Part I – An Overview of Jumping Biomechanics

Exhibit A: James White

This report is designed to give you, as an athlete, a more in depth view of how to improve your single leg vertical jumping ability. It is designed for a variety of readers; the athlete proficient at jumping off of two legs who struggles off one, the athlete who is already good off of one, but wishes to get better, a track and field jumper, or a coach hungry for new information. Jumping off of one leg can be tricky business, especially if your body is not really used to doing it. Many athletes want to have that pop off of one leg that allows them to get up quickly on a fast break in basketball to throw a nasty dunk down with authority. Despite their desire to do so, many athletes who are good at jumping off of two legs will just struggle getting up at all off of one leg and find themselves frustrated as to why they aren’t good at it. To help remedy this scenario, this article is designed to be a comprehensive resource in terms of what exactly goes into being a good single leg jumper. Being a track and field coach, I have worked with a lot of natural two leg jumpers and have been assessed with the task of turning them into one leg jumpers for the sake or long and triple jump. I feel that my experience with biomechanics in graduate school, my education on how track coaches teach the motor learning progression of single leg jumping, and then my own experience training two leg jumpers into one leg jumpers has given me a nice working knowledge of how to help any aspiring athlete increase their vertical off of one leg. I feel that there are three basic reasons that athletes tend either have or do not have single leg jumping

ability. These three reasons are: biomechanics/technique, muscle-tendon stiffness and motor learning/practice. This article will go into each of these topics in depth, but in a way that is easy to read and understand. Exercises designed to assist these factors will be given at the end of the report. If you don’t want to get into too much heavy reading, I have summarized the main technical points of jumping at the end of part II. Part IV is going to be where many of the corrective exercises for vertical jump off of one leg will be found, but in order to reap the maximal benefit regarding the increase of your one leg jump, you will want to at least scan through the entire report. The biomechanical factors of single leg jumping will be the first aspect covered. If you are someone reading this who just feels awkward when performing a single leg jump, this section will help you learn what the final product should work in getting up off of a single leg. Even if you feel your single leg jump technique is pretty sound, you still can benefit from a better knowledge of the exact biomechanical contributions to a good one leg jump. Finally, for any track and field coaches reading this, many of the concepts will be familiar, but you may find some concepts you were unaware of, and how to optimize the unilateral jump.

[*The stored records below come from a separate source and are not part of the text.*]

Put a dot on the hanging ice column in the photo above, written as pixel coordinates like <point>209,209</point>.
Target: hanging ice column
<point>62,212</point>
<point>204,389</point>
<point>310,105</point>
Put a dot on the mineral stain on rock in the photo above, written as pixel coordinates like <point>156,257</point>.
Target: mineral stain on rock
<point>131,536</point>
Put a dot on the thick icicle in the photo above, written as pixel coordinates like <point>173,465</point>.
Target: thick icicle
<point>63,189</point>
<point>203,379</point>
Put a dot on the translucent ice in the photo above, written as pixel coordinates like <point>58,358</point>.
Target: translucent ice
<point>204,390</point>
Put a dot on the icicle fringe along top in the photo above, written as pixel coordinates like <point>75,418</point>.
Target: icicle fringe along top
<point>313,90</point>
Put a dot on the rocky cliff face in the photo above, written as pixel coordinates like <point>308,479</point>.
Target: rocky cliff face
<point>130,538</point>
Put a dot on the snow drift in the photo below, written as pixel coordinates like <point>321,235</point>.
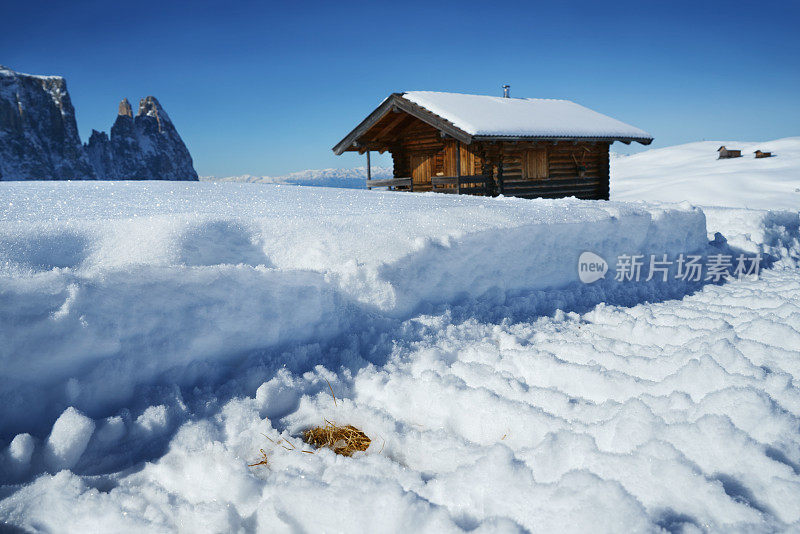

Track coaches can use these principles to optimize their athlete’s technique and power

Single leg jumping on the basic level is actually more dependant on technique rather than just raw power. It is typically a skill that most athletes either seem to have or do not have. It is not all that hard to turn a natural one leg jumper into a two leg jumper through strength training methods, but doing the reverse, turning a natural two leg jumper into someone good at jumping off of one can be a difficult process. Although complicated, jumping off of one leg helps athletes to take serious advantage of the horizontal speed that they can generate, and then turn that speed into vertical velocity. Jumping off of one foot is a more efficient way for athletes to convert speed into vertical than jumping off of two feet, and often can be used to reach vertical leaps well into the 30’s and sometimes 40’s without having the large amounts of strength or power that their two leg jumping counterparts might have. So how exactly does single leg jumping work? Well first let’s look at the basic principle that is a must for any athlete to get of the ground regardless of one or two leg jumping style. Lowering the Center of Gravity

No matter what your natural jumping style is: one or two legs, or even in a standing jump; you must lower your center of gravity (COG) in order to propel yourself upwards. In case you didn’t know, your COG is an imaginary point just a few inches below your belly button and in the center of your body, it represents the one point in your body where you would be perfectly balanced if it was suspended from an imaginary string.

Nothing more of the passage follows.